When Vidalia got home from her aunt’s house that day, she couldn’t help but stare at herself in the mirror. Examining her face to make sure that no major “alterations” had occurred. That time hadn’t fucked with her completely yet. Afterward, she tried to arouse herself. To get wet by imagining a sex scene from Showgirls. But it failed to work. No matter how furiously she touched and rubbed herself down there, it seemed to remain dry as a bone. She had understood this to also be one of the potential side effects of perimenopause, as her cousin had additionally stated this was an issue she didn’t expect to stuggle with. How could it be that it was happening now to Vidalia? Had the power of suggestion done it? Was Paul Verhoeven’s oeuvre no longer valuable “wanking material”?

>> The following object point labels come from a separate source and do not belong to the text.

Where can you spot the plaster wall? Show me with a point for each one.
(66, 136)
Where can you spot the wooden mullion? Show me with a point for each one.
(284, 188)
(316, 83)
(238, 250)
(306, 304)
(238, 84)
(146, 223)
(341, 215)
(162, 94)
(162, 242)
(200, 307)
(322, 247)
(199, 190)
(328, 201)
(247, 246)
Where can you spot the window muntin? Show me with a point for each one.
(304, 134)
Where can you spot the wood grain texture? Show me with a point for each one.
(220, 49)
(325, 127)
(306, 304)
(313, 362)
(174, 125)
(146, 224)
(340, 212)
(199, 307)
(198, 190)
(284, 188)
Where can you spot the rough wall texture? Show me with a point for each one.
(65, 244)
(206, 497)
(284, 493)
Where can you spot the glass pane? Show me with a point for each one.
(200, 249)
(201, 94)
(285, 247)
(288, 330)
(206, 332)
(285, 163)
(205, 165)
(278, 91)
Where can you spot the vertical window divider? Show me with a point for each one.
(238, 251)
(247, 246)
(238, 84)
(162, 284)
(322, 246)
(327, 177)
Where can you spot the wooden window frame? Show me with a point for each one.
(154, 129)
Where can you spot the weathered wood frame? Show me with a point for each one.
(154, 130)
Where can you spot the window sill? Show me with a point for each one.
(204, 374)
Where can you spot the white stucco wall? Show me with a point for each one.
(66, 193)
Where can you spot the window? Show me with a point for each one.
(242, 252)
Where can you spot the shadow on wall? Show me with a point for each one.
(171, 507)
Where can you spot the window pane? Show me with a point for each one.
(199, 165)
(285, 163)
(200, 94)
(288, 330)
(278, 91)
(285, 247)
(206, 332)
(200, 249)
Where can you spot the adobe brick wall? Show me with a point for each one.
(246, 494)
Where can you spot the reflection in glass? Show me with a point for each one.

Before she could examine these questions with much depth, she heard Alexander open the front door downstairs. Well, there was really no hope of getting wet now. Because if she was dry before, his presence made her even drier. Indeed, Vidalia decided that it wasn’t perimenopause’s fault at all; that, instead, her vag simply had an “Alexander detector” for whenever he was within five miles of her that suddenly made her “clam” close entirely. The same thing she told herself to this day, even after she had begun going through full-on menopause. Not that she would ever admit it to herself or anyone else, repeating internally, Don’t worry, you’re still young. It’s just Alexander who makes you feel totally sexless.